Last spring, the Trans-Dniester region in eastern Moldova, which declared independence in 1990 and fought a brief secessionist war two years later, announced that it has resumed production of small arms, a mainstay of the region's economy during the Soviet period. Trans-Dniester-produced weapons have found their way as far afield as Kosovo and Macedonia.

Abkhazia, whose mercenary army routed Georgian forces in 1993, has carved out an independent country both ungoverned and ungovernable. Abkhazia has become an important transit zone for weapons, drugs, and the increasingly profitable prostitute trade through the Turkish port of Trabzon, and from there to Europe and the Middle East. Local powers oppose any outsiders who might call attention to their business and have stepped up attacks on United Nations personnel in the area.

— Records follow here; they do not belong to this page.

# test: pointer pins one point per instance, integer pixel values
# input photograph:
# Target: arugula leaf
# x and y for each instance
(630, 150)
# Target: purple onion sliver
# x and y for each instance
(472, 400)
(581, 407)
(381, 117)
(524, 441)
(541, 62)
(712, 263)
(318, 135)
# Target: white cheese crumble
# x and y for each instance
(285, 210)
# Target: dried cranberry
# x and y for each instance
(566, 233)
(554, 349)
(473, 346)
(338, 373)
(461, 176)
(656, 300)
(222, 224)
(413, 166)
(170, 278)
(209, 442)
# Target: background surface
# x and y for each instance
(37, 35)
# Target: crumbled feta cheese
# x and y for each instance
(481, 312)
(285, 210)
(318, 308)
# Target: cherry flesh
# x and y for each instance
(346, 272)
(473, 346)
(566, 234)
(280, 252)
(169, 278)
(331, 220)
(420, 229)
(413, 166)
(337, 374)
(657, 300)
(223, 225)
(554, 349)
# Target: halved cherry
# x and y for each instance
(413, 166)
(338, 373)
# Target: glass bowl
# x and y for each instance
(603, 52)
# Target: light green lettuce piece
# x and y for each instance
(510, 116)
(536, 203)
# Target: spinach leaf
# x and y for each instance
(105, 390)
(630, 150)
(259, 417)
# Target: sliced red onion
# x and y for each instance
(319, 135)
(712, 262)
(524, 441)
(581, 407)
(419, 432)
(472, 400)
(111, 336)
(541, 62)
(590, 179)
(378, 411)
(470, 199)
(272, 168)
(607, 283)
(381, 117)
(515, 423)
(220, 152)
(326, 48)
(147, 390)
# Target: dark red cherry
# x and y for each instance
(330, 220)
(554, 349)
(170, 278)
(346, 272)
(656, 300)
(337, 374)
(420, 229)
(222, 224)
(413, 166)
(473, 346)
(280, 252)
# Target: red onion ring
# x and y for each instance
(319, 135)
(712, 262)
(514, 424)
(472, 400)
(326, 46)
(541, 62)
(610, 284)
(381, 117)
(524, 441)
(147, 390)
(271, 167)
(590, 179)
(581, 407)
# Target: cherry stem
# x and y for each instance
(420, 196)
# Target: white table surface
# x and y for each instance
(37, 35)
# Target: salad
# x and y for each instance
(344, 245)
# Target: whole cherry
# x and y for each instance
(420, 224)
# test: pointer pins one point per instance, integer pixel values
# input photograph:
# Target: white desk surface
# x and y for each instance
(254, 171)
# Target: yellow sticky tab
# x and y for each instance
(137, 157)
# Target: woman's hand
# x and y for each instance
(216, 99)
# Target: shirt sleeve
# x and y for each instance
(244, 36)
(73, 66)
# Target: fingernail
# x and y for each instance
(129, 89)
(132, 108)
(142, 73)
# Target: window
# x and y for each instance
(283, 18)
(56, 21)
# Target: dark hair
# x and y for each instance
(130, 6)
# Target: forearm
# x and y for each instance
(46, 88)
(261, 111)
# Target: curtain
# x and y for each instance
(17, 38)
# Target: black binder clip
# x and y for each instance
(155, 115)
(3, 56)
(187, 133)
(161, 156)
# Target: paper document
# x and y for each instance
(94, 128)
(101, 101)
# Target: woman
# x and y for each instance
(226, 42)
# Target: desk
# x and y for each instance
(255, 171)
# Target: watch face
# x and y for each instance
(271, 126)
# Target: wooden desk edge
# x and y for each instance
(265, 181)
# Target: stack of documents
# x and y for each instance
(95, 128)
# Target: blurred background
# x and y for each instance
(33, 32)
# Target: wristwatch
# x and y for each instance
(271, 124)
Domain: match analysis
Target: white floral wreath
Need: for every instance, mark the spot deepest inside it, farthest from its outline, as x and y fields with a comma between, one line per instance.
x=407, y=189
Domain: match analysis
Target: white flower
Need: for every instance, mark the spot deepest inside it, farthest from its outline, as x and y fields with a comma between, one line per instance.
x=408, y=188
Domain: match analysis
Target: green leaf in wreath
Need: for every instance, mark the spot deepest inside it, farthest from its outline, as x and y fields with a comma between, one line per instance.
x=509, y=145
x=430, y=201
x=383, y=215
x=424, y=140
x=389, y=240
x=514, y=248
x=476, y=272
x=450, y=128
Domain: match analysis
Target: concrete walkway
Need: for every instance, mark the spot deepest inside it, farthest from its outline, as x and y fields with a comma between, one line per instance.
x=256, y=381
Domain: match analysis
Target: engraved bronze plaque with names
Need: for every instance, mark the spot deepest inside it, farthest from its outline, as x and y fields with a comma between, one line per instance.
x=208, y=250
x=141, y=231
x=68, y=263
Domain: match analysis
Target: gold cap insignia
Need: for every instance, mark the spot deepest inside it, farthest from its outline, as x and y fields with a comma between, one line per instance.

In North and South Ossetia, Russian border guards seeking to police the region are regularly ambushed or find themselves in the middle of fire-fights between rival Ossetian, Ingushetian, and Dagestani gangs.

Earlier this month in Tajikistan, the deputy chairman of the country's National Bank was kidnapped, the latest in a string of killings and disappearances linked to the lethal alliance of politics and transnational crime spawned by that country's unresolved civil war.

Some degree of order has begun to emerge in these zones, but it is hardly the kind of order that Western governments should welcome. On the ground, de facto countries are being forged. Trans-Dniester, Chechnya, and Abkhazia are set to become a new generation of unrecognized rogue states that hold sham elections, sign trade agreements, and teach new versions of history to schoolchildren. But these formal accouterments of statehood are little more than masks for illicit money-making, often at the expense of the people in whose name local leaders tout their independence.

These post-Soviet black holes are rarely of major concern to Western policymakers, who are focused on stopping hot wars in the Balkans and preventing their outbreak elsewhere. But in an era of so-called new security threats - from international terrorism to drug trafficking - these anarchic zones are critical problems. And they are problems not easily solved by peace agreements or peacekeepers. Cooperation among national police forces and greater assistance to front-line countries around the Black and Caspian seas are essential to checking the export of violence to other fragile states.

Interstate wars and large-scale ethnic conflict normally grab the headlines, but it is low-level lawlessness that poses the greatest threat to security and regional stability in the former Soviet south. Rogue regions are the real legacy of Soviet communism, and their increasing propensity to export the business of violence should be of central concern in the West.

* Charles King, a professor at the School of Foreign Service at Georgetown University, wrote 'Nations Abroad: Diaspora Politics and International Relations in the Former Soviet Union' (Westview Press, 1998).